In dem Ort Mpeketoni nahe der Küste wurden zahlreiche Menschen bei einer Schießerei getötet.

"Wir wissen noch nicht, ob es Militante der Al-Shabaab waren", sagte Polizeichef David Kimaiyo der kenianischen Zeitung 'Standard'. Zeugen zufolge sollen die Täter islamische Parolen gerufen haben, als sie das Dorf stürmten. "Die Situation sieht nicht gut aus", so Kimaiyo. "Die Zahl der Opfer könnte noch weiter steigen." Bei der Attacke wurden laut Polizei zahlreiche Menschen verletzt. Unter den Toten seien keine Frauen und Kinder.

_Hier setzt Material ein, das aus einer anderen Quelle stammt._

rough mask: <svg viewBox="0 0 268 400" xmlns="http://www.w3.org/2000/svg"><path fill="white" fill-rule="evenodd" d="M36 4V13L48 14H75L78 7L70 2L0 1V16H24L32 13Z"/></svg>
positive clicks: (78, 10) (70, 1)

Viele Bewohner des Ortes hätten sich in die nahe gelegenen Wälder retten können.

Angreifer seien am Sonntagabend in zwei Kleinbussen in den Ort Mpeketoni gefahren und hätten um sich geschossen, sagte Polizeisprecherin Zipporah Mboroki der Zeitung. Rund 50 Bewaffnete hätten den Ort überfallen und zwei Hotels, eine Bank und ein Polizeirevier angegriffen.

Al-Shabaab kämpft seit Jahren für einen Gottesstaat am Horn von Afrika, der sich am 'Heiligen Krieg' (Dschihad) beteiligen soll. Ihre Heimat ist Somalia, doch schlagen die Kämpfer auch jenseits der Grenzen zu - auch in Kenia. Das ostafrikanische Land hat in Somalia Truppen stationiert, die gegen Al-Shabaab kämpfen. Ein Kommando der Islamisten hatte im September 2013 ein Einkaufszentrum in Nairobi überfallen. Dabei wurden mehr als 60 Menschen getötet.